Donc coloris sombre et intense. La mer, du bleu indigo terminé
par une ondulation sur la toile de fond, le plancher couvert d'une
toile brun tabac. Louis Laine avec une chemise écarlate. Nageoire,
costume d'été avec cravate et ceinture verte. Lechy,
blouse groseille, cravate bleue, et couverte de diamants. Marthe peut-être
avec un châle noir. Nageoire, gros, blafard, chauve, avec de
longs cheveux noirs par derrière, l'air d'un prédicateur
ou du secrétaire d'État Bryan. Lechy avec un énorme
chapeau canotier, les cheveux en rouleau sur le front, nez court et
grand menton; tous les trois avec de grandes bouches de travers.

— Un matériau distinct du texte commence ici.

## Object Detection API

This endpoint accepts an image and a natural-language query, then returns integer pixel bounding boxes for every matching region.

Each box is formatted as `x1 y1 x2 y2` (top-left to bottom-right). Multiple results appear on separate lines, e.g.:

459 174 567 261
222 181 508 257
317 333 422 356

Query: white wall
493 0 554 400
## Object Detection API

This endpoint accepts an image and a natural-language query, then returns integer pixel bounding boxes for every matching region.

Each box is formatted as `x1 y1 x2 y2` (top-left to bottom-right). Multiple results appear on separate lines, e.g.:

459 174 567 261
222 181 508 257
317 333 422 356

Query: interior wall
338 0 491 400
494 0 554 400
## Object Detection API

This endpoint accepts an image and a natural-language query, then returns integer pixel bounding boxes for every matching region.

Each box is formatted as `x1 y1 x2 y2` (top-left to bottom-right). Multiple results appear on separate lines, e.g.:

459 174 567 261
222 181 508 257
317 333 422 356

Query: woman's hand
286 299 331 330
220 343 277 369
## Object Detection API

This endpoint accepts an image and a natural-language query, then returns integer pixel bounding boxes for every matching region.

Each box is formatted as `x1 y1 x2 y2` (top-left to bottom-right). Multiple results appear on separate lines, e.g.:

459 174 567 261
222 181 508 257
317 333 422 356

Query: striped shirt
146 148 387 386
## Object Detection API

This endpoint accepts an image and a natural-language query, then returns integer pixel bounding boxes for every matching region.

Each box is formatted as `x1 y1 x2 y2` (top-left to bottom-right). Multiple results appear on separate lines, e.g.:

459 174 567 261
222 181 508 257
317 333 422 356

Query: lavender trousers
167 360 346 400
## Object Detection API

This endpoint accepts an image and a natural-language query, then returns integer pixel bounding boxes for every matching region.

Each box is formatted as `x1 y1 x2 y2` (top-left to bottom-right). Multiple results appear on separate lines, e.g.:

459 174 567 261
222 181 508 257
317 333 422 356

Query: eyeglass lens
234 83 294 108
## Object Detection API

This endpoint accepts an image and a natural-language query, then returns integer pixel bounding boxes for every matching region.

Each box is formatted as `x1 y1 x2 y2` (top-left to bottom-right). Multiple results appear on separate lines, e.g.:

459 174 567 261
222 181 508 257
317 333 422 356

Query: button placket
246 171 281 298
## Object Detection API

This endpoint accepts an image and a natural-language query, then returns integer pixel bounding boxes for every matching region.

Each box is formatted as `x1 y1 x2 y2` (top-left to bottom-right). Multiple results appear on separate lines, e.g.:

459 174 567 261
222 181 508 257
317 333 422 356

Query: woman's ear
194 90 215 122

Je vous donne en partie ces détails pour vous expliquer la
psychologie des personnages. Tout le drame est dans le contraste d'une
femme vivante avec ces trois pantins sinistres. À la fin, Thomas
Pollock en noir avec un formidable chapeau haut de forme. Au 3e acte:
Lechy avec un grand châle espagnol de soie blanche. J'espère
que l'actrice qui jouera le rôle aura du tempérament.
[...]
Il faut que Nageoire n'ôte jamais son chapeau et n'y touche
jamais."
8 décembre 1913
Si le rôle de Marthe est joué pleurard et gnangnan, comme
il y a tendance à jouer celui de Violaine, la pièce
n'a plus de sens. Marthe est une femme pratique et, sur la scène,
il faudra sans pitié élaguer le rôle d'une bonne
partie de la végétation poétique que je n'ai
pu m'empêcher d'y ajouter. Pour Lechy, il me faut une femme
ayant de la fantaisie, rara avis! Je la vois dans les actes l et II
en jupe de cheval fendue, bottes, cravache, dans l'acte III une robe
de bal rouge d'un extrême mauvais goût et châle
espagnol (Mme Berthelot en a un superbe). Elle tombe par terre à
plat ventre, le nez sur le tapis, une des mains retournée.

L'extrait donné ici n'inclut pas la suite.